China ends cosmetics animal testing for certain products.
As of 1st July 2014, domestically produced ordinary cosmetics such as shampoos, make-up, hair, nail and skin care products will no longer require animal testing.
Still requiring testing are imported ordinary cosmetics and both imported and domestically produced ‘special use’ cosmetics such as hair dyes, sunscreen and deodorants.
According to animal organizations, the new rule will save approximately 10,000 lives a year.
“As well as causing animal suffering, many of these tests are notoriously unreliable in predicting real chemical reactions in people,” HSI wrote in a statement.
According to HSI, between 100,000 and 300,000 rabbits, guinea pigs, mice and other animals are used to test cosmetics in China every year.
Peter Li, HSI’s China policy adviser, said: “This is an important first step for China in moving away from cruel and unreliable animal testing for cosmetics.
“Our Be Cruelty-Free campaign has worked hard to achieve this milestone, but we know much work remains before we eliminate all cosmetics animal testing in China, so we are not resting on our laurels.
“In making this rule change, China is acknowledging the global trend towards cruelty-free cosmetics, and that’s hugely significant.”

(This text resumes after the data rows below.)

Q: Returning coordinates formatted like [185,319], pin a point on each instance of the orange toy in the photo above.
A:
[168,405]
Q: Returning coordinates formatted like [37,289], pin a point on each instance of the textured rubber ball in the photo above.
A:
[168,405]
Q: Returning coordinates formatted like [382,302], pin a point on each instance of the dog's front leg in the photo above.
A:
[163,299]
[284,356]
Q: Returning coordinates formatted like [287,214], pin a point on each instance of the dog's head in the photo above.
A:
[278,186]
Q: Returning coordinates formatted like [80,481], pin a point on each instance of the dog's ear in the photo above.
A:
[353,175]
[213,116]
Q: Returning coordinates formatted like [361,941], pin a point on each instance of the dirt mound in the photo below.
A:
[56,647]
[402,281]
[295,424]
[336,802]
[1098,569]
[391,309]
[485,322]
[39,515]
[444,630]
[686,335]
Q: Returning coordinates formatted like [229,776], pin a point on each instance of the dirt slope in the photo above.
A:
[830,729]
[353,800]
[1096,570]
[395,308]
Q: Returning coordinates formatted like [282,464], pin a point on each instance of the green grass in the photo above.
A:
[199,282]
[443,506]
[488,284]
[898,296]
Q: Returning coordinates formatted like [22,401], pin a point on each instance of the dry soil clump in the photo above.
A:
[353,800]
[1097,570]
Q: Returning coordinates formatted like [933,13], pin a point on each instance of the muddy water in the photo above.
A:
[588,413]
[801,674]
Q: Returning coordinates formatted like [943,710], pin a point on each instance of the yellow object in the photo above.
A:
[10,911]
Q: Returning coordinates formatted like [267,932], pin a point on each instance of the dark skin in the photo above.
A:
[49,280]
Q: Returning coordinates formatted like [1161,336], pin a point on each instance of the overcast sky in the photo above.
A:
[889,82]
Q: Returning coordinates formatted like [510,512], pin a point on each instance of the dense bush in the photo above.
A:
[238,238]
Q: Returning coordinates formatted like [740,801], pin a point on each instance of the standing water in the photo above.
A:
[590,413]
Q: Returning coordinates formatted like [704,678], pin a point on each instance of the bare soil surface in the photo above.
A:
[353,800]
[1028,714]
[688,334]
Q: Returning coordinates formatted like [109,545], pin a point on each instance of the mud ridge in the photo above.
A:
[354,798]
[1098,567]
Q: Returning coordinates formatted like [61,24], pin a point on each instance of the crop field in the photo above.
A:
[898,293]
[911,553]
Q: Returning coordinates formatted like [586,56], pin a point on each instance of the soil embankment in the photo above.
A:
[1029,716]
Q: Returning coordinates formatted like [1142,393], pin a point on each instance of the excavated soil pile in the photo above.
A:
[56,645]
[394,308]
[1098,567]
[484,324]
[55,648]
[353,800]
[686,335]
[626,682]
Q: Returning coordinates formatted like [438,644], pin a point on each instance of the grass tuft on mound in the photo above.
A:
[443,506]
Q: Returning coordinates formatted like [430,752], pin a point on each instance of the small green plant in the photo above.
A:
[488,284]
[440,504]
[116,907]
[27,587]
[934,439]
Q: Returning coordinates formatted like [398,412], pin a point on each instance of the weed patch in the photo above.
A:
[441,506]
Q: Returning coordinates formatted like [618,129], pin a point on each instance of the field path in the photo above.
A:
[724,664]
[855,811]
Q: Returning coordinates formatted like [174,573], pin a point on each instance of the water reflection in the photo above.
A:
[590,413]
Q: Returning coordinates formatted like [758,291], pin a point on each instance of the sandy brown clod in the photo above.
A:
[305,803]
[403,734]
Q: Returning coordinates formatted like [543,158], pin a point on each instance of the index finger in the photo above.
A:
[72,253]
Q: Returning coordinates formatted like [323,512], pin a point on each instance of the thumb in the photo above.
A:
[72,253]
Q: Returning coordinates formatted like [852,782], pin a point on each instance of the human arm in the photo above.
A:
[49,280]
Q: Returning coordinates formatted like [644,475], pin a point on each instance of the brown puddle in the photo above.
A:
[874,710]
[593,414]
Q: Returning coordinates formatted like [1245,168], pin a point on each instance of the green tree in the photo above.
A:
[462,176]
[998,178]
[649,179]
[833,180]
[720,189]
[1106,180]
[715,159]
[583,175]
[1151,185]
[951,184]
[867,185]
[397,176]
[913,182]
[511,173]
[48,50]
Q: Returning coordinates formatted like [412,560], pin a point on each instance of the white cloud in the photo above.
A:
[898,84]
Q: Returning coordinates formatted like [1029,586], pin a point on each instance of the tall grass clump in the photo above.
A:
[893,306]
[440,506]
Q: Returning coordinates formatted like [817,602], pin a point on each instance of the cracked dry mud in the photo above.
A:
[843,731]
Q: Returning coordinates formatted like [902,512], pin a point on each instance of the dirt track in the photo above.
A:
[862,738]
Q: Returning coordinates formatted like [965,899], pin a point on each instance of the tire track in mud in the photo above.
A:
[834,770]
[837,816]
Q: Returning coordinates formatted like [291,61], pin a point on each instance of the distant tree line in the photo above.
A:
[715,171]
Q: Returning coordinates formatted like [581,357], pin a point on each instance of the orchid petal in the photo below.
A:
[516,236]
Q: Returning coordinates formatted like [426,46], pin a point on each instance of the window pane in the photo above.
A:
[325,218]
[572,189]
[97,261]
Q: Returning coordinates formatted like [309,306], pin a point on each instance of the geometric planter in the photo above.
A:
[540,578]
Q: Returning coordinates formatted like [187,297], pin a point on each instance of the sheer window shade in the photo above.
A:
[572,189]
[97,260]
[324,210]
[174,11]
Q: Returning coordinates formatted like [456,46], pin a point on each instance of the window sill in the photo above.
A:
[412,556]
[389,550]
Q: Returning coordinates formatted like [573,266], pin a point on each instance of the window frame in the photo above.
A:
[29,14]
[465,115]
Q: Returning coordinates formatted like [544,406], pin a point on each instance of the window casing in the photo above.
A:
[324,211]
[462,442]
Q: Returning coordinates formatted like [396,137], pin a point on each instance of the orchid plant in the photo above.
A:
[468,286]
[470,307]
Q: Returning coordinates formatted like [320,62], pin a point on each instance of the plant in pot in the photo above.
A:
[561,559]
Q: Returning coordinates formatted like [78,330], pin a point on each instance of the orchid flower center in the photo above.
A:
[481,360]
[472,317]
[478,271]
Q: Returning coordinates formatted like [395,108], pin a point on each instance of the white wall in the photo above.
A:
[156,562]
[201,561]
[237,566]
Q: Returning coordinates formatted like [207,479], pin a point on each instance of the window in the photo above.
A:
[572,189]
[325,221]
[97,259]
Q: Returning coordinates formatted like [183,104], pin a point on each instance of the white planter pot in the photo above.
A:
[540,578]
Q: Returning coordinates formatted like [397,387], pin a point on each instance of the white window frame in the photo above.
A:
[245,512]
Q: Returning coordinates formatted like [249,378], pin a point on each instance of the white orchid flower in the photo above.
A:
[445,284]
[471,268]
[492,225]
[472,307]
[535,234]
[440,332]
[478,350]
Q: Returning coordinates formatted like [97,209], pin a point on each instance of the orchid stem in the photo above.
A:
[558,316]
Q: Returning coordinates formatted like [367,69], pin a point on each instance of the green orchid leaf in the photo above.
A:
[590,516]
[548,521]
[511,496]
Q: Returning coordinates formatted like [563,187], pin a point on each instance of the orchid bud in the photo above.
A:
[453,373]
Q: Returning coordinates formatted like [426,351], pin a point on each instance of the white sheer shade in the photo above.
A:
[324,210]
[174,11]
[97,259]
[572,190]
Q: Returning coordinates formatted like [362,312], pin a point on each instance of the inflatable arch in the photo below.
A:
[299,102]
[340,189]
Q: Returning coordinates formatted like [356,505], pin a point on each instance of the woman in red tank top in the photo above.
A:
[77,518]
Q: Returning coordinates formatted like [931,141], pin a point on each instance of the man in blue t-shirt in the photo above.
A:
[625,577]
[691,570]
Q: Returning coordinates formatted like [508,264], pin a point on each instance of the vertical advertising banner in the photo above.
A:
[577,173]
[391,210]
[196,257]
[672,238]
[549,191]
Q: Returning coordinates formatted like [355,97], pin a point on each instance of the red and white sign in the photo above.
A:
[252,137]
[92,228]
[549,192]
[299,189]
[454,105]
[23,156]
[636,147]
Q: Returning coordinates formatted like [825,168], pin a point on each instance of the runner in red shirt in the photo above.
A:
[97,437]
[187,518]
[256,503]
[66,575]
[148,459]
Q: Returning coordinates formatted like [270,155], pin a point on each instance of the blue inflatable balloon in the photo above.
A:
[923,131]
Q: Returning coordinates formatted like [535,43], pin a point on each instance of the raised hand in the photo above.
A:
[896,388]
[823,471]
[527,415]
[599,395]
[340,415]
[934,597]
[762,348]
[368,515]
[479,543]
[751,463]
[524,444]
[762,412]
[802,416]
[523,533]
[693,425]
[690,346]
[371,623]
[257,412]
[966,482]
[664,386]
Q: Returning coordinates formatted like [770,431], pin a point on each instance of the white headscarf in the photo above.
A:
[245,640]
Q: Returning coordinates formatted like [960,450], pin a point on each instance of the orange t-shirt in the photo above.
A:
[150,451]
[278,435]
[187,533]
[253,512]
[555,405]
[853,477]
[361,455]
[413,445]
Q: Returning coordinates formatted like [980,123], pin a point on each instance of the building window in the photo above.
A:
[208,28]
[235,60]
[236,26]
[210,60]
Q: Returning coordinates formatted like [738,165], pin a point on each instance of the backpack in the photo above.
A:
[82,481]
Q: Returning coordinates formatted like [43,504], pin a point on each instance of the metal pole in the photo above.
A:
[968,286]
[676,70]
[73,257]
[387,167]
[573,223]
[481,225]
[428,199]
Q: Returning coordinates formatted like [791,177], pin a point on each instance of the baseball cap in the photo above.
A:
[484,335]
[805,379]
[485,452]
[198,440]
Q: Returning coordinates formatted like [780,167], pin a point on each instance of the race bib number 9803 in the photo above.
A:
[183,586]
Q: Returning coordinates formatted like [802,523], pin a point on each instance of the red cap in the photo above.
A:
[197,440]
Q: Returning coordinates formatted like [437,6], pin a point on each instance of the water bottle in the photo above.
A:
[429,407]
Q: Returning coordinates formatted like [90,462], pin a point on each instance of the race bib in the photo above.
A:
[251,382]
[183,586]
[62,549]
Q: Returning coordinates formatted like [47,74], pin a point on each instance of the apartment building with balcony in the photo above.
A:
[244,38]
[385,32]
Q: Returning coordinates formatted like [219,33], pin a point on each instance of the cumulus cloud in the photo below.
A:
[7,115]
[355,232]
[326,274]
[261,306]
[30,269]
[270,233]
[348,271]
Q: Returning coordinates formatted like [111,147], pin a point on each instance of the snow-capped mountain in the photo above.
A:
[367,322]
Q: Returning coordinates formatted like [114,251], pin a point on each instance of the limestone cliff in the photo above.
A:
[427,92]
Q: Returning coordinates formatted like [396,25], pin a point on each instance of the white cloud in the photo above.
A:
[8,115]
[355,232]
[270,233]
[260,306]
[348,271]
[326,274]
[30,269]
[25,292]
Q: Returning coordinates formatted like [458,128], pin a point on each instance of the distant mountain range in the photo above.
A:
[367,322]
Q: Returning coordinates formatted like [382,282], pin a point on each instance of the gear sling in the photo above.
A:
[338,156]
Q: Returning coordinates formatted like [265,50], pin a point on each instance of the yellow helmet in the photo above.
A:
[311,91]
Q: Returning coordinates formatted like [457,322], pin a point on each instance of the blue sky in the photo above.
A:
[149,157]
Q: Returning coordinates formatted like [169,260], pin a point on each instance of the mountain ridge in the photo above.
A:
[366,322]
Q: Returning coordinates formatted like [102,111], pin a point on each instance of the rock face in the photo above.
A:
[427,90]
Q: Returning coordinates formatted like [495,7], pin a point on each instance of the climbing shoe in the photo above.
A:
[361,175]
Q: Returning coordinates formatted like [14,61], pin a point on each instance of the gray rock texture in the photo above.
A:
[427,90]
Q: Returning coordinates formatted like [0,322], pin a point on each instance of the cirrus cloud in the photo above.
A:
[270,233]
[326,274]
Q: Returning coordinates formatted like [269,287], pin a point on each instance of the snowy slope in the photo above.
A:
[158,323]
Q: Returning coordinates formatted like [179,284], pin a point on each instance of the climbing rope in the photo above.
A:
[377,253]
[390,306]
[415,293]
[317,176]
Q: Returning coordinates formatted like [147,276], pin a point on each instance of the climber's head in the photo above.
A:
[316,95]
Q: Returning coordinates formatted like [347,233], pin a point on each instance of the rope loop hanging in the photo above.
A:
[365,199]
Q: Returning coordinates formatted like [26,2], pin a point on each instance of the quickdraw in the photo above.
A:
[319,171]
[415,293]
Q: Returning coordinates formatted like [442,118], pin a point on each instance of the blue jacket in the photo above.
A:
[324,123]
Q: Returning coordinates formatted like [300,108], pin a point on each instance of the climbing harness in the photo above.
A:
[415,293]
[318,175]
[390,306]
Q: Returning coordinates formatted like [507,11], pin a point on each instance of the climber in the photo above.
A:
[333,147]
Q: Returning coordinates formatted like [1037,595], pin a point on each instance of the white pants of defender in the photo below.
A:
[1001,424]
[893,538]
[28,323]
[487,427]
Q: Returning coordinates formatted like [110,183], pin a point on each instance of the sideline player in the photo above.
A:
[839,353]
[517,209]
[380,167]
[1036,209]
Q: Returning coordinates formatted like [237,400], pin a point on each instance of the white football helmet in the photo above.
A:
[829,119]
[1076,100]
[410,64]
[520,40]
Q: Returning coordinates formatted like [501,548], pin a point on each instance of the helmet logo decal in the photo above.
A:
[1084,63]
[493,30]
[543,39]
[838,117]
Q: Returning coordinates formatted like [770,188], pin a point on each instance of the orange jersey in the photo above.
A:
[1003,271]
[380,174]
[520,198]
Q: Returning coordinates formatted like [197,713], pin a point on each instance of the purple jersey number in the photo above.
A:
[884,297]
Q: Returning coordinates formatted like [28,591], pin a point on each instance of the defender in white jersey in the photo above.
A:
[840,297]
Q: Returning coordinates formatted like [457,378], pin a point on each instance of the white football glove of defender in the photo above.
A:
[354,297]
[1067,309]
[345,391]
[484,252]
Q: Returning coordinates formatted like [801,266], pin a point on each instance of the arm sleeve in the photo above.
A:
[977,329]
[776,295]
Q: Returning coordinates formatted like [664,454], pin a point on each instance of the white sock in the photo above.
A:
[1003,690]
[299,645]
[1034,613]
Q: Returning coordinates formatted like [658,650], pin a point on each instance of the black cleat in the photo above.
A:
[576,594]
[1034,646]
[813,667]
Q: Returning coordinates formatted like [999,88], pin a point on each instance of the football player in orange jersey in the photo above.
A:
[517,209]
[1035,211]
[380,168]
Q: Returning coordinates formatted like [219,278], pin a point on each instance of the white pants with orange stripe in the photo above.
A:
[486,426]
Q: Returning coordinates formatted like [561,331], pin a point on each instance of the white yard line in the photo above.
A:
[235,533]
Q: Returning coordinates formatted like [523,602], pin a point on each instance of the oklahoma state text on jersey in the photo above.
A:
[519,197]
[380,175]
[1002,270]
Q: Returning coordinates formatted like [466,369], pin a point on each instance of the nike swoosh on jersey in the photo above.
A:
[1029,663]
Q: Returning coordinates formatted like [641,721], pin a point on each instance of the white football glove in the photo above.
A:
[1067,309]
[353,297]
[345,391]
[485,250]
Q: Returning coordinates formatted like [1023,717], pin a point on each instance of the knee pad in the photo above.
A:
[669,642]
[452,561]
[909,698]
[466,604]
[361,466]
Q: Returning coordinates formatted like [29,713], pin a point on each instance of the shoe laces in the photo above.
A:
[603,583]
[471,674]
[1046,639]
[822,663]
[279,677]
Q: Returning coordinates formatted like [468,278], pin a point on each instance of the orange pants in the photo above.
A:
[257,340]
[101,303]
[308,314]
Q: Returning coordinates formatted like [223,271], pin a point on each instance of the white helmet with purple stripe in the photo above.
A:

Be Cruelty-Free is the largest campaign in the world to end animal testing of cosmetics, and leads efforts across Australia, Brazil, Canada, India, Japan, Korea, New Zealand, Russia, Taiwan and the United States.
India bans foie gras.
India has banned the import of foie gras, the Directorate General of Foreign Trade announced through its website.
The ban came after animal rights activists campaigned against foie gras explaining that the delicacy was the product of horrible abuse involving force-feeding and filthy living conditions.
“To create foie gras, several pounds of mush are pumped into the stomachs of ducks or geese two or three times a day through a pipe that’s rammed down their throats, causing the birds’ livers to swell to up to 10 times their normal size. The birds become so ill that many cannot walk or even lift their heads,” explains PETA.
“Fancy restaurants across India are pushing sales of foie gras on their menus, that’s why we were seeking the ban,” Amruta Ubale with Animal Equality India told AFP.
Foie gras production is banned in over a dozen countries because of its extreme cruelty and California was the first locality to ban both the production and import of foie gras two years ago. Now India has become the first country in banning its import.
Australia bans the import of rhino parts.
Australia’s federal government has issued a ban on the importation of rhino body parts to help fight against canned hunting.
Canned hunting is the legal hunting of wild animals in a confined area.
“Hunters from all over the world, but notably from the United States, Germany, Spain, France and the UK, flock to South Africa in their thousands and send home lion body parts, such as the head and skin, preserved by taxidermists, to show off their supposed prowess,” explains Born Free.
“The animals involved are habituated to human contact, often hand-reared and bottle fed, so are no longer naturally fearful of people. Such animals will approach people expecting to get fed-but instead receive a bullet, or even an arrow from a hunting bow. This makes it easier for clients to be guaranteed a trophy and thus the industry is lucrative and popular.
“Canned hunting is a legal practice where animals like lions and rhinos are bred and farmed overseas for the sole purpose of being hunted in captivity.”
Environment Minister Greg Hunt told ABC the Government does not believe animal trophies killed in canned hunts should be allowed into Australia.
“It’s just not right at this time in history that we are allowing endangered species to be brought back as trophies into Australia,” Hunt said. “I’ve signed an order, we’re taking action. It’s going to stop.”
“The process of really capturing or raising animals and then having them in a compound where they can’t run they can’t hide, they don’t have a fair chance, doesn’t really fit with the fair go ethos of this country let alone the broader issues of humane treatment of animals.”
Hunt added that he has started a process to have the ban applied to African lions as well.
During the past four years, over 100 lion parts including entire stuffed bodies, paws and skulls have been imported into the country.